Adorno reminds me however, that if this place is to last as long as Le Caprice did, it’ll have to do so without him. (The maitre d’s former haunt will now be turned into an Italian restaurant, by the looks of things, while it seems possible that its sonorous name will be deployed somewhere else in the Caring empire — or perhaps even undergo a national roll-out, as happened with The Ivy brand.)

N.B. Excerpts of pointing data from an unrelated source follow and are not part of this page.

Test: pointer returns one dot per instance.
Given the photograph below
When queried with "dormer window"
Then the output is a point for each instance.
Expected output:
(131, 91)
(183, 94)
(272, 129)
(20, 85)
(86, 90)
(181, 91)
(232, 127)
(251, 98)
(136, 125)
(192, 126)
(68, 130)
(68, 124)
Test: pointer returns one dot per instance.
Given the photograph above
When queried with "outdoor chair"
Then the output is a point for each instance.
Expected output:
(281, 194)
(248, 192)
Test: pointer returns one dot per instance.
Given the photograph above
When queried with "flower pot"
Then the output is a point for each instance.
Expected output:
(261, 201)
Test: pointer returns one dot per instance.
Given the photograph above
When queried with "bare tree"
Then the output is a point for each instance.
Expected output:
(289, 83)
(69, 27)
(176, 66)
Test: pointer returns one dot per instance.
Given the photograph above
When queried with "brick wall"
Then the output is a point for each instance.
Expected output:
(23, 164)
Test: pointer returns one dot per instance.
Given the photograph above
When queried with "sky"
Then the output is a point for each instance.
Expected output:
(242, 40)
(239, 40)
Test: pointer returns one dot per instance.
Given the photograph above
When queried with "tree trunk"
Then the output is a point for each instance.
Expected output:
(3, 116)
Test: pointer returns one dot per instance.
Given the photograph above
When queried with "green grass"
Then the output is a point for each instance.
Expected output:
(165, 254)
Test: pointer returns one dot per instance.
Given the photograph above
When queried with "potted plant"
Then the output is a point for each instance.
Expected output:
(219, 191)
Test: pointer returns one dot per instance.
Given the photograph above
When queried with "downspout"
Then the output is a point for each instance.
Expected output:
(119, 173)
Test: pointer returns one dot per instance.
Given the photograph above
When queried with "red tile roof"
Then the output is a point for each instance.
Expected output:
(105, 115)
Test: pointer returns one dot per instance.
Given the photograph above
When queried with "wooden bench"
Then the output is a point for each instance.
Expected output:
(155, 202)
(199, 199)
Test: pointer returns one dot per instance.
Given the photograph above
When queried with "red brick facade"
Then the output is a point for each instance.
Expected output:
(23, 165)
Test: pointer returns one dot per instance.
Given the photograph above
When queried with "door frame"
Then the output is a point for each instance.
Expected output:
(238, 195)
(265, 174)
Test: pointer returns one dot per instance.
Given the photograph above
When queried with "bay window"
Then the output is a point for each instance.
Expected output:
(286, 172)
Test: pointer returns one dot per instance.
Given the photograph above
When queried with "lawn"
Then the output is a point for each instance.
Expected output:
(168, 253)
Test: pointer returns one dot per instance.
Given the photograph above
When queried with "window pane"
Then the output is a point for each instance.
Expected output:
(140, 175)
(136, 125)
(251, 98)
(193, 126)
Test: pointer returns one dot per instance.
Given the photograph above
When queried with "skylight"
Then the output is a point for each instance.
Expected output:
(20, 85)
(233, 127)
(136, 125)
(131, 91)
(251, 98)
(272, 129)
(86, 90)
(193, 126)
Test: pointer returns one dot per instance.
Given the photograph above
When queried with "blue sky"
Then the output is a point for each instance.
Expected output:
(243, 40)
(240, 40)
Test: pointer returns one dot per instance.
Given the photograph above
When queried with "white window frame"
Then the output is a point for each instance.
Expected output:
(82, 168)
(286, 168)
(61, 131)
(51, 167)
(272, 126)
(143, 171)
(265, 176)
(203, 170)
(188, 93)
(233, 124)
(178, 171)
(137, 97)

“So This is my last swan song,” Adorno says. “I’m lucky that people might come here to see me. But I need it to live on after I’ve left.” This eventuality seems distant and remote, like flying cars or 3D printed Puligny Montrachet. The maitre d’ game tends to keep one young, after all, and Adorno is the youngest 70-something-year-old in town. Besides — he’s only just getting started here. There are many more lunches to come. “And I’ll make sure this place is the best it can be.”

“But all I would like, a few years after I leave, is to come back one day for lunch. And they’ll say ‘oh, Jesus, how are you?’” he laughs. “Then I’ll have a glass of wine, maybe two, a plate of pasta —and then, when I come to pay the bill, they’ll say: ‘don’t worry, Jesus. This one’s on the house.’”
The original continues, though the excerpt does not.